I am a sucker for epistolary stories and have enjoyed horror with Dracula or science-fiction with The Martian. There are great love stories expressed in letters and I first decided that this was a thing I enjoyed in romance with Love, Rosie, Cecilia Ahern's second novel. When I saw a similar premise described in Donna Marchetti's Hate Mail, I decided to see which one was the true love story. And the answer is...not that simple.
Immersion vs. Incidents
From the beginning, Love, Rosie is written entirely in correspondence. We see children issuing invitations to birthday parties and notes sent home from a frustrated teacher. These missives evolve into instant message chats and e-mails and are interspersed with things such as newspaper articles or christening invitations. It is not until the final scene that we see face-to-face interaction and the payoff of that is immense.

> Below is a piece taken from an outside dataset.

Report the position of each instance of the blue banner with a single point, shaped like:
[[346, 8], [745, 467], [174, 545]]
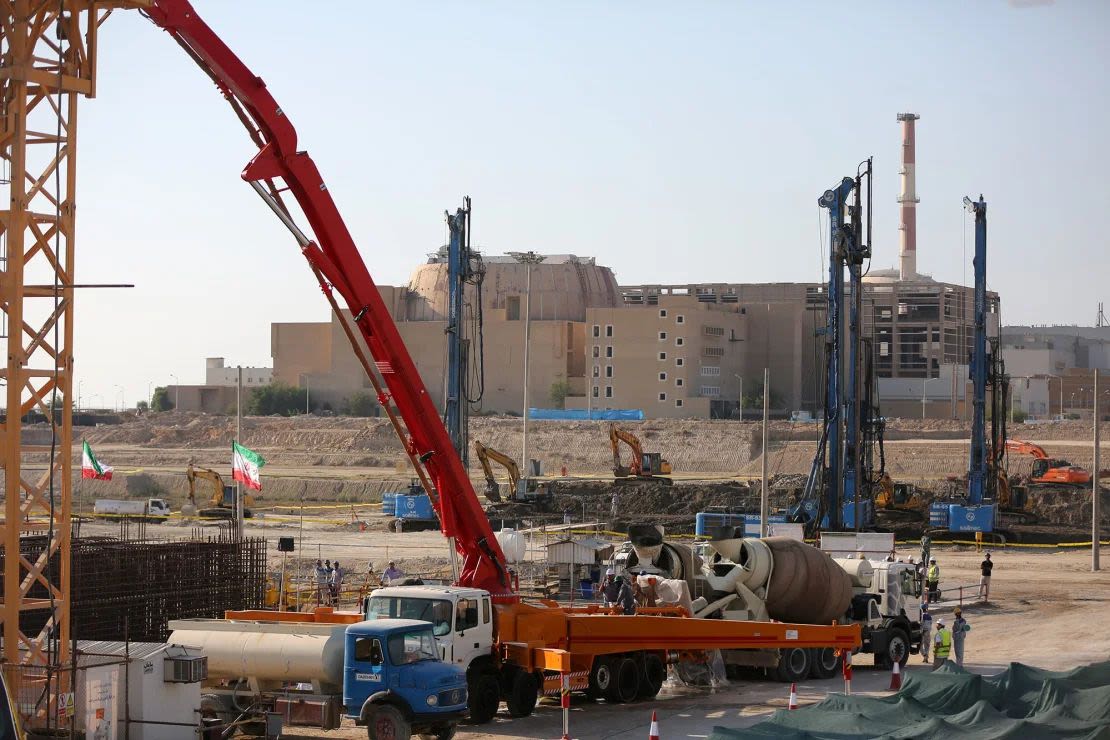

I related to it deeply as someone who loves talking to friends in ways that can be rewritten and rethought. And it's a classic example of the course of true love never running smoothly.
On the other hand, we have Hate Mail. which starts with the impression of conflict. Naomi gets fan mail at the television station where she works and it lovingly says,, "Dear Naomi, I hope you get struck by lightning and die in the middle of your next weather report." We then see the story that leads us to this point where children assigned to be each other's pen pals try to tactfully stop their correspondence by making each letter uncomfortable for the other. I enjoyed this one because we got to see vignettes of each character's life and the way that they try to express their experiences in written form. Each of them understands more about what their pen pal is going through than they let on and there is emotional transparency that really works in this context.
So, should you read the Irish hilarity or the semi-epistolary book that spends far more time showing the outside lives of our writers? The answer is yes. Love, Rosie leaves a great deal to the reader's imagination and draws them into filling in the gap. Hate Mail has moments of cleverness in its understanding of how difficult it is to put feelings onto paper.